Mr. Rosenthal, a retired Wall Street executive, and Ms. Elstein, a yoga teacher, retired lawyer, and fellow Upper West Sider, have been ever-present voices in the ongoing battle over the potential closure of East Hampton Airport. Mr. Rosenthal is a regular attendee and speaker at East Hampton Town Board meetings. Ms. Elstein has been in regular communication with East Hampton’s board since 2019, when she wrote a letter stating, “For the first time in 20 years, the people of East Hampton have a say in the future of not just the East Hampton Airport, but of our regional skies, the air we breathe, and the water we drink.”
The issue of noise and environmental pollution caused by air traffic to and from the South Fork is decades old but one which has intensified over the last few years as air traffic between the two routes has increased dramatically.
As the busy summer months approach, helicopter commuter rides between Manhattan and the Hamptons are again a focus. In 2019, a study presented to the East Hampton Town Board showed a 7-percent increase in helicopter traffic at East Hampton Airport between the summer months of 2018 to 2019. These low altitude-flying aircrafts emit a particularly loud thwacking sound and vibrations, and, not surprisingly, drew the most complaints for noise pollution, according to the study.

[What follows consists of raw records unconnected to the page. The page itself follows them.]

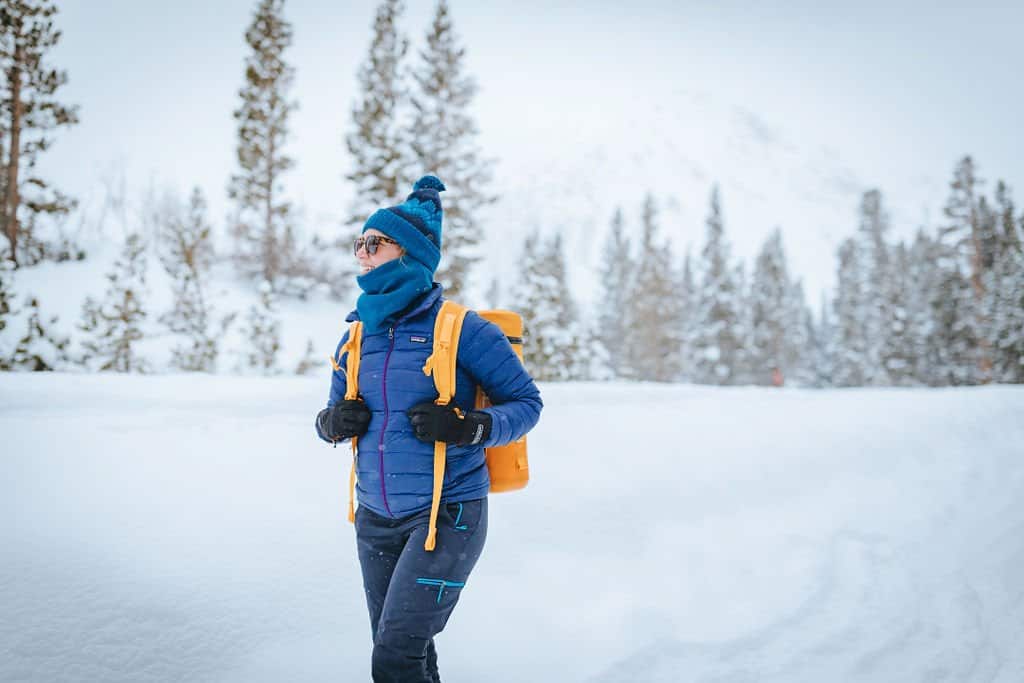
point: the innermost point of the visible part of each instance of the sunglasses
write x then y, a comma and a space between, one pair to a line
371, 243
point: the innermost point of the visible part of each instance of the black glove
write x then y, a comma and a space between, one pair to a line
344, 420
442, 423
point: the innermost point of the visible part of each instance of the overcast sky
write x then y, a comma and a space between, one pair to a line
899, 90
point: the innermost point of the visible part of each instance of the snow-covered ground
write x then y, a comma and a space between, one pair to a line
192, 528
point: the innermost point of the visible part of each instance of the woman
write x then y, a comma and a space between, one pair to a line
411, 592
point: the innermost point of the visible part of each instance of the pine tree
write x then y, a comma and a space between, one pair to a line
443, 141
113, 327
776, 316
688, 302
551, 349
39, 349
262, 223
822, 347
719, 338
7, 310
655, 315
851, 357
309, 363
801, 338
1005, 300
955, 336
186, 256
614, 297
29, 115
923, 275
6, 294
262, 334
898, 352
873, 269
965, 241
377, 142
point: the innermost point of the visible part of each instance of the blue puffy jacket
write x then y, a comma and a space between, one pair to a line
394, 469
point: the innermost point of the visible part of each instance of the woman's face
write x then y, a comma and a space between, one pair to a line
387, 250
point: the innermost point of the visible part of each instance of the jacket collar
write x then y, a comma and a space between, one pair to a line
428, 300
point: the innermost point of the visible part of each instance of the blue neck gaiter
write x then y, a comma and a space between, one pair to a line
390, 289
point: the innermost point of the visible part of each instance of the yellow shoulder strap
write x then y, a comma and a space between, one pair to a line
441, 365
353, 347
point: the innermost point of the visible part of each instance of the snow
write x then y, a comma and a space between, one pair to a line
192, 527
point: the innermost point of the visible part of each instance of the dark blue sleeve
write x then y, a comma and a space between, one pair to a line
338, 384
485, 353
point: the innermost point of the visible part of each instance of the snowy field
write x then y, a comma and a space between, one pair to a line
192, 528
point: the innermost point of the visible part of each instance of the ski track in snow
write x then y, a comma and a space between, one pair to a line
192, 528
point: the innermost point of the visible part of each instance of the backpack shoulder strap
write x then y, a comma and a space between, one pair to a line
353, 347
441, 364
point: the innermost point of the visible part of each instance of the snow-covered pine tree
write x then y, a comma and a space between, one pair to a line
262, 227
801, 339
6, 311
822, 347
614, 298
955, 335
655, 314
262, 334
377, 141
873, 268
309, 363
963, 243
551, 348
923, 275
776, 336
6, 293
851, 357
443, 142
1005, 295
718, 342
688, 303
899, 351
113, 327
29, 115
186, 253
39, 349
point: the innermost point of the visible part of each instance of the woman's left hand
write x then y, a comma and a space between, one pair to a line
443, 423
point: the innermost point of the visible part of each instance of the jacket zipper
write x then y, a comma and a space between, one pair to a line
387, 414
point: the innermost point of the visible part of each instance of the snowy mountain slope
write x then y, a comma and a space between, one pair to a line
192, 527
569, 169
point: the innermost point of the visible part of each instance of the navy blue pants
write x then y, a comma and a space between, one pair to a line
411, 592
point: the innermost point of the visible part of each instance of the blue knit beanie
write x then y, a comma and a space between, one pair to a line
416, 223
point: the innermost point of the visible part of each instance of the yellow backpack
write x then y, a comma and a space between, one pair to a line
507, 465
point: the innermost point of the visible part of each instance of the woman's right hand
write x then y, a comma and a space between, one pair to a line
344, 420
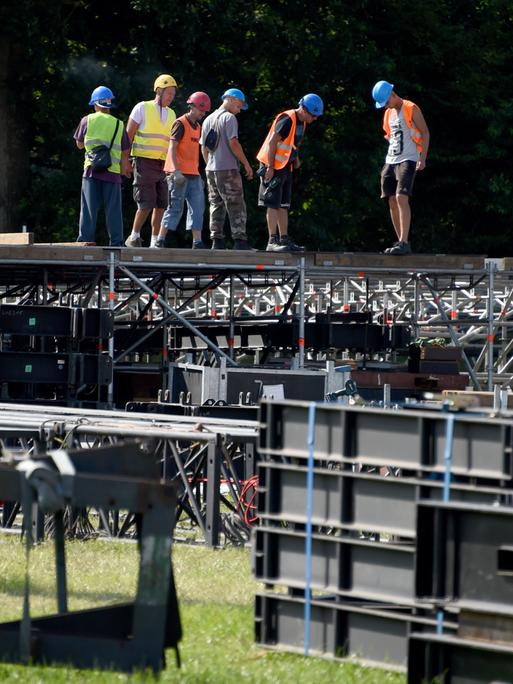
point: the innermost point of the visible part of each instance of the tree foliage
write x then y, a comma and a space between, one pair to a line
452, 57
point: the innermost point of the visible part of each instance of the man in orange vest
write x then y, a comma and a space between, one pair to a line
183, 177
149, 129
408, 142
278, 156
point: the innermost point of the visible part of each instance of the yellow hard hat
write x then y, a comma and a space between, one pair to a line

Companies such as Blade and the Associated Aircraft Group, which operates Sikorsky helicopters to the East End, have begun advertising their “10-pack” deals for the frequent chopper commuter to the Hamptons. Uber, the ride-sharing app, recently launched Uber Chopper, which is currently limited to New York City airports, but the company has said it intends to expand its flight path.
“I’m out in Orient, at the end of the line on the North Fork,” said Adam Irving, during a phone call on Tuesday. “In theory, we’re quite a ways from East Hampton, but in the aviation world you can be neighbors quite quickly. And that’s kind of how Orient is impacted. We get the noise. If they cut over land, we get the noise. If they fly along the water, along the Long Island Sound, we also get the noise. Unfortunately it’s the sort of low frequency, base noise that comes from these twin-engine helicopters and it can literally travel for four or five miles depending on the wind conditions,” he said. Mr. Irving has also been present at many of the East Hampton Town Board meetings on the airport, expressing his wish to see the airport permanently closed. For him, reducing helicopter flights isn’t a solution. He used the analogy of telling your doctor you smoke three packs a day but promise to cut that by 40 percent. “That’s still like 1.7 packs a day, which the doctor’s probably going to tell you is still a problem,” he said.
Mr. Irving, a financial investor, said he got involved after the Eastern Region Helicopter Council, a pilot advocacy group, began redirecting twin-engine helicopters from the city and the Hamptons over the “causeway — the one mile, very thin strip of land that connects east Marion to Orient,” he explained and then added, “Oh yeah, it’s also my front yard.”
Barry Raebeck, a Wainscott resident and co-founder of the Quiet Skies Coalition, described the mental impact of a helicopter’s sound: “Anyone in this culture associates helicopters with something bad — a war or an emergency — and when you hear that ‘whomp, whomp, whomp’ getting closer, it’s very stressful.”
Mr. Rosenthal and Ms. Elstein of Stop the Chop are not looking forward to the busy summer ahead. Even as the East Hampton Town Board looks to rein in air traffic by shifting the airport to a private-use facility with advanced authorization required for takeoffs and landings, for them, hope rests with the passing of the Improving Helicopter Safety Act, a federal bill introduced by Congress members Carolyn Maloney, Jerry Nadler, and Nydia Velazquez that will prohibit nonessential helicopter travel over large cities such as New York.